İktidar Neyin Peşinde?
İktidarın mevcut durumu, ekonomik kriz, halktaki memnuniyetsizlik ve 2024 yerel seçimlerindeki yenilgi gibi faktörlerle şekilleniyor. Bu bağlamda, iktidarın stratejilerini birkaç temel hedef ve ihtimal üzerinden okuyabiliriz:
1. İstanbul’u Geri Almak ve İmamoğlu’nu Devre Dışı Bırakmak
Neden? İstanbul, hem ekonomik hem de sembolik olarak Türkiye’nin en kritik noktası. 2019’da İBB’yi kaybetmek, AK Parti için büyük bir prestij kaybıydı. Ekrem İmamoğlu ise hem CHP’nin hem de muhalefetin en güçlü figürlerinden biri olarak iktidarın uykularını kaçırıyor. Onu saf dışı bırakmak, hem İstanbul’u geri almak hem de 2028 (veya erken seçim) için potansiyel bir rakibi yok etmek anlamına geliyor.
Planları:
Hukuki Baskı: İmamoğlu’ya yönelik “sahte diploma” veya “terörle iltisak” gibi suçlamalarla davalar açarak siyasi yasak getirmeye çalışabilirler. Şu anda devam eden davalar, bu stratejinin bir parçası gibi görünüyor. Eğer mahkumiyet kararı çıkarsa, İmamoğlu görevden alınır ve yerine kayyım atanır.
Algı Operasyonu: Medya ve trol ordusuyla İmamoğlu’nu kriminalize ederek halk nezdindeki güvenilirliğini sarsmayı hedefleyebilirler. “CHP = terör” narrativini güçlendirmek için DEM Parti ile ilişkileri abartılı bir şekilde gündeme getirebilirler.

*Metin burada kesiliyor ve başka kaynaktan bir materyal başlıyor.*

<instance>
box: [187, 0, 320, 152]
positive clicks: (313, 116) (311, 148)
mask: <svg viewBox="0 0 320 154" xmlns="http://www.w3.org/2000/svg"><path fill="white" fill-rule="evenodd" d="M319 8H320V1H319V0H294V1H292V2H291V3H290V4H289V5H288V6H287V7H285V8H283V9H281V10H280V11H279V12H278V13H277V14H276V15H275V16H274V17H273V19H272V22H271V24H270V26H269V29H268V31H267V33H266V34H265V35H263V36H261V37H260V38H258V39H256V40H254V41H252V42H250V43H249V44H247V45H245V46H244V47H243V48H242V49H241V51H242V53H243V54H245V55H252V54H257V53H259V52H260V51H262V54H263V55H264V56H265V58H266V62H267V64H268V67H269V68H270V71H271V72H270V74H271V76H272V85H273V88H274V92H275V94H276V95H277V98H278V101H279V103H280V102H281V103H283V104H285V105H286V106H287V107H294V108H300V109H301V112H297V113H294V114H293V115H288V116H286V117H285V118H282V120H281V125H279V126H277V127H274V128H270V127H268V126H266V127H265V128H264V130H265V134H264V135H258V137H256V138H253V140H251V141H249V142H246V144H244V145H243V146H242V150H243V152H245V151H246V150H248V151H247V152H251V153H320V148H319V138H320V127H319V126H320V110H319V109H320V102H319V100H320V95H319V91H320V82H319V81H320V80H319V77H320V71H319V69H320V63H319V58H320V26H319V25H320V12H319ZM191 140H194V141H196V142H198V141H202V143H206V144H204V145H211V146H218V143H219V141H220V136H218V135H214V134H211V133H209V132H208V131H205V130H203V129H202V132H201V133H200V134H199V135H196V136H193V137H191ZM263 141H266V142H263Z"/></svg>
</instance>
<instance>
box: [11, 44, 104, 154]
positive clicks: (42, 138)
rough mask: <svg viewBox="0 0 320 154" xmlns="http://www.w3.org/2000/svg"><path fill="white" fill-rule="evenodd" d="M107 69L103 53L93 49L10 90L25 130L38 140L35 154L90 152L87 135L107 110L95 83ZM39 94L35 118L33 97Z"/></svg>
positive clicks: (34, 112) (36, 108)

Kayyım Senaryosu: İmamoğlu tutuklanırsa veya görevden alınırsa, İBB’ye kayyım atanmasıyla İstanbul’un kaynakları ve yönetimi yeniden iktidar kontrolüne geçer.
Riskler: Bu hamle, halkta büyük bir öfke dalgası yaratabilir. Özellikle İstanbul’da sokak protestoları patlak verirse, iktidar bu tepkileri bastırmak için sert önlemler almak zorunda kalabilir, bu da uluslararası baskıyı artırır.

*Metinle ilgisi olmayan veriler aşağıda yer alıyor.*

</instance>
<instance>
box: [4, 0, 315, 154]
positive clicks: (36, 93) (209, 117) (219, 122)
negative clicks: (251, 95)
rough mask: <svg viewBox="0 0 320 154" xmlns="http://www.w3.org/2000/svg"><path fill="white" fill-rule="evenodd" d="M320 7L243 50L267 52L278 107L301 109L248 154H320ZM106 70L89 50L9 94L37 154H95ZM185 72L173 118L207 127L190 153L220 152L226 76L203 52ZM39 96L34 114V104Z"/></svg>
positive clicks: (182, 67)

2. Muhalefeti Parçalamak ve CHP’yi Küçültmek
Neden? CHP, 2024 yerel seçimlerinde birinci parti olarak çıktı ve ana muhalefet konumunu güçlendirdi. İktidar, CHP’nin bu momentumunu kırmak ve muhalefet ittifakını (özellikle DEM Parti ile bağlarını) dağıtmak istiyor. CHP’yi ana muhalefet koltuğundan düşürmek, iktidarın uzun vadeli kontrolünü garantileyebilir.
Planları:
İç Çatışma Provokasyonu: CHP içinde liderlik kavgası veya taban-yönetim ayrışması yaratmak için İmamoğlu’ya yönelik hamleleri kullanabilirler. Özgür Özel’in henüz tam oturmamış liderliği, bu tür bir kaos için fırsat sunuyor.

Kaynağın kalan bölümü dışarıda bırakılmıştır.